How to Lower Cortisol With Supplements: A Runner's Guide
You logged the miles. You hit the intervals. You did the work nobody saw.
But if you're waking up exhausted, your belly is getting softer even as you train harder, and sleep is a war you're losing — cortisol might be the reason. And it's not just stress in the abstract sense. For runners, chronically elevated cortisol is a performance problem with a measurable cost: slower recovery, muscle loss, disrupted sleep, and fat storage right where you don't want it.
The good news? There are evidence-backed supplements that can help bring things back into balance. But supplements don't fix a broken foundation. Let's start there.
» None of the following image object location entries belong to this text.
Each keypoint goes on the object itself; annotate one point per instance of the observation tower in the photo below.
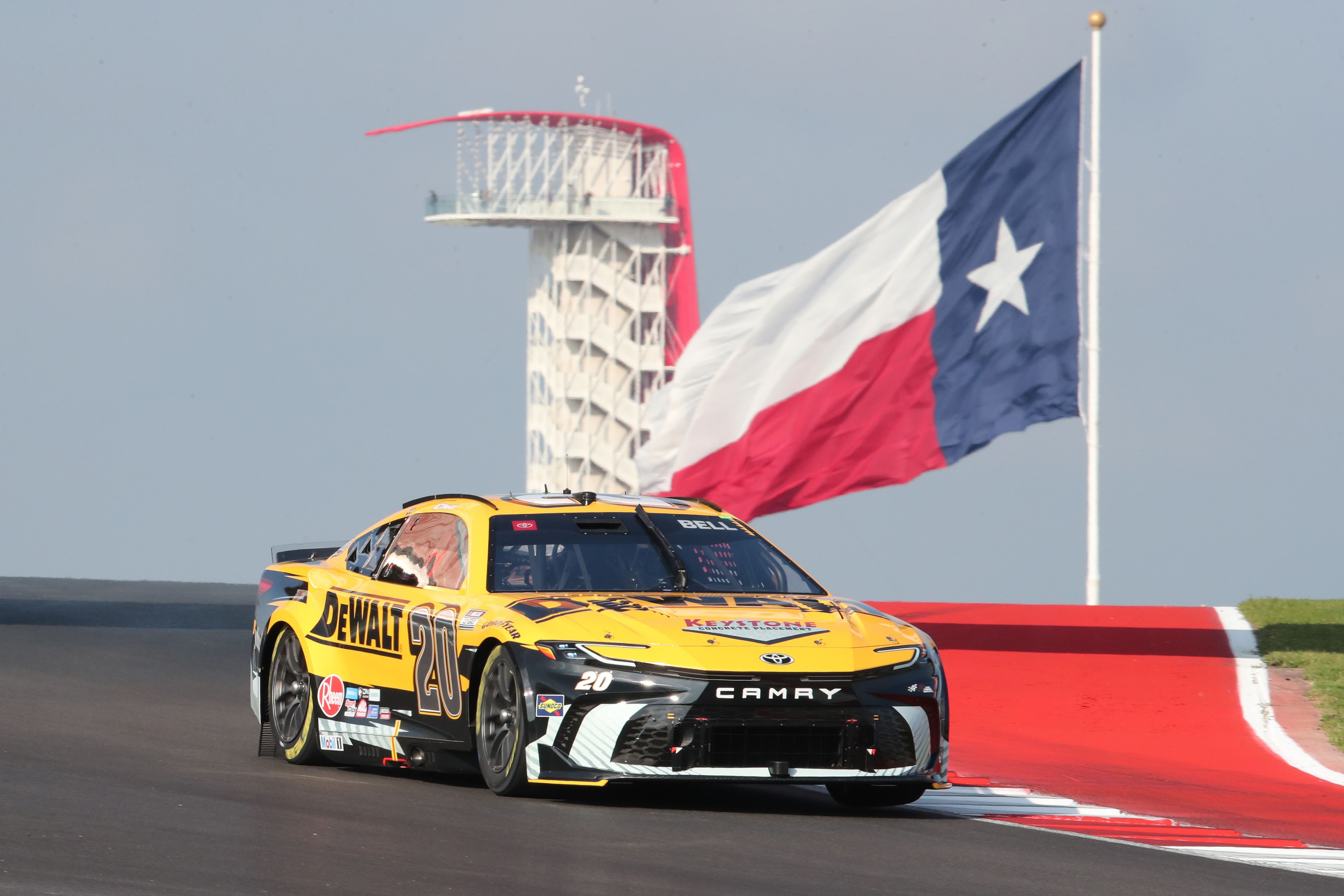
(612, 296)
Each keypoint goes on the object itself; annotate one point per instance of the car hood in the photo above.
(710, 632)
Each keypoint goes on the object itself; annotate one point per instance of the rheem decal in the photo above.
(331, 694)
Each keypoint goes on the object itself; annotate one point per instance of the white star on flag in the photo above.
(1002, 277)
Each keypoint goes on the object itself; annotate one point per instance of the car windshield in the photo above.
(618, 553)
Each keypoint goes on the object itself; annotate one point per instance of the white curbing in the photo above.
(1257, 708)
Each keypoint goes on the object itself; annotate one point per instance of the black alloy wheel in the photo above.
(502, 726)
(862, 794)
(292, 702)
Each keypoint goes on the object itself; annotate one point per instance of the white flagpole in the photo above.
(1097, 21)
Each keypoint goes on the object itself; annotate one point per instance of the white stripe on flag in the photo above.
(781, 334)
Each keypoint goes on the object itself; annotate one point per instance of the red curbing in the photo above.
(1128, 707)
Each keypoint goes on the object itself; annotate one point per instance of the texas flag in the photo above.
(943, 322)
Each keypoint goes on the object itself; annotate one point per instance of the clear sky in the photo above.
(225, 324)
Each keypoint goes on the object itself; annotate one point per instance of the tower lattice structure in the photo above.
(612, 293)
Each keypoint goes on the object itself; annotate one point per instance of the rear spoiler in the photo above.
(304, 551)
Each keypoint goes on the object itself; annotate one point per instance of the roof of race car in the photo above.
(587, 502)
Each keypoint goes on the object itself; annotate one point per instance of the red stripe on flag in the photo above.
(869, 425)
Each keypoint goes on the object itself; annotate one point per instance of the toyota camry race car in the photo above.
(585, 638)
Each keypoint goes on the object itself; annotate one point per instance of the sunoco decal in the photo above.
(758, 630)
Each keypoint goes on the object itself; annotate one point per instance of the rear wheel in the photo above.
(862, 794)
(292, 702)
(501, 726)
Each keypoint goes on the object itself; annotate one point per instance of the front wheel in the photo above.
(862, 794)
(292, 702)
(502, 726)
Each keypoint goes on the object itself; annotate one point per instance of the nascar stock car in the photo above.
(584, 638)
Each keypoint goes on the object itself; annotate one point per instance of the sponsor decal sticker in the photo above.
(354, 623)
(330, 694)
(471, 619)
(540, 609)
(707, 524)
(779, 694)
(758, 630)
(550, 706)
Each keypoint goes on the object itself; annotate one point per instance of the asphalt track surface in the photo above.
(128, 766)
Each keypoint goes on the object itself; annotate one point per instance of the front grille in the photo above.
(756, 745)
(866, 738)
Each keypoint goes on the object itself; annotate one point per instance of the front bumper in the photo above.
(657, 722)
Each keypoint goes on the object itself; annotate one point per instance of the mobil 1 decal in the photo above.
(362, 623)
(758, 630)
(433, 638)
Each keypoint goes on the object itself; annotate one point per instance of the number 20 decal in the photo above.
(435, 645)
(595, 681)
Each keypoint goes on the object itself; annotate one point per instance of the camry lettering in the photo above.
(707, 524)
(775, 694)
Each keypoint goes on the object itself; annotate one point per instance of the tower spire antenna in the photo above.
(612, 293)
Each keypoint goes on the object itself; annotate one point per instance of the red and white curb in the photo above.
(979, 800)
(1257, 708)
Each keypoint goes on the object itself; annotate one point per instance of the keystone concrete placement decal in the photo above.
(758, 630)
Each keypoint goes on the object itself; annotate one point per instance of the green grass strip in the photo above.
(1308, 636)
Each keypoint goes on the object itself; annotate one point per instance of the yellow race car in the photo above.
(584, 638)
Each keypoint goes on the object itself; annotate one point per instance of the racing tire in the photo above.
(502, 726)
(292, 715)
(861, 794)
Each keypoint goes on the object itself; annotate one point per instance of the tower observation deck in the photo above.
(612, 293)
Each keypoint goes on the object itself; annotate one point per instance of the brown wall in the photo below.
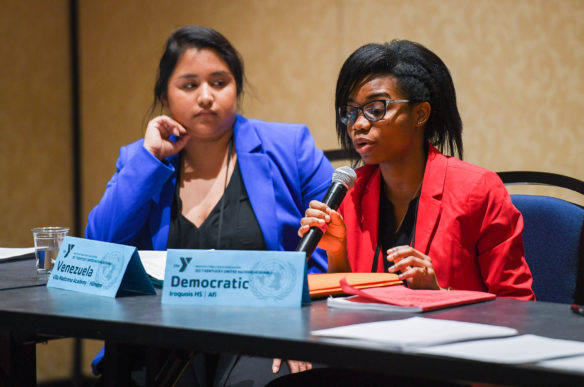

What Cortisol Actually Does (and When It Becomes a Problem)
Cortisol is a steroid hormone produced by your adrenal glands. It's not the enemy. You need it. It drives the morning energy spike that gets you out the door for a 5 AM run. It mobilizes fuel during hard efforts. It manages inflammation and regulates blood sugar. Without it, you'd be flat and broken before mile one.
The problem is chronic elevation — when cortisol stays high, not because your body needs it, but because it's stuck in an alarm state it can't turn off.
Your body runs cortisol on a circadian schedule. It peaks in the morning, drops steadily through the day, and bottoms out at night so your nervous system can shift into repair mode. When that rhythm gets disrupted — by under-recovery, over-training, poor sleep, or relentless daily stress — the whole system starts misfiring.
Runners are particularly exposed. High training loads are a legitimate stressor. Combine that with life demands, poor sleep hygiene, and inconsistent nutrition, and your body can't tell the difference between a hard tempo run and a genuine threat. The cortisol tap stays open.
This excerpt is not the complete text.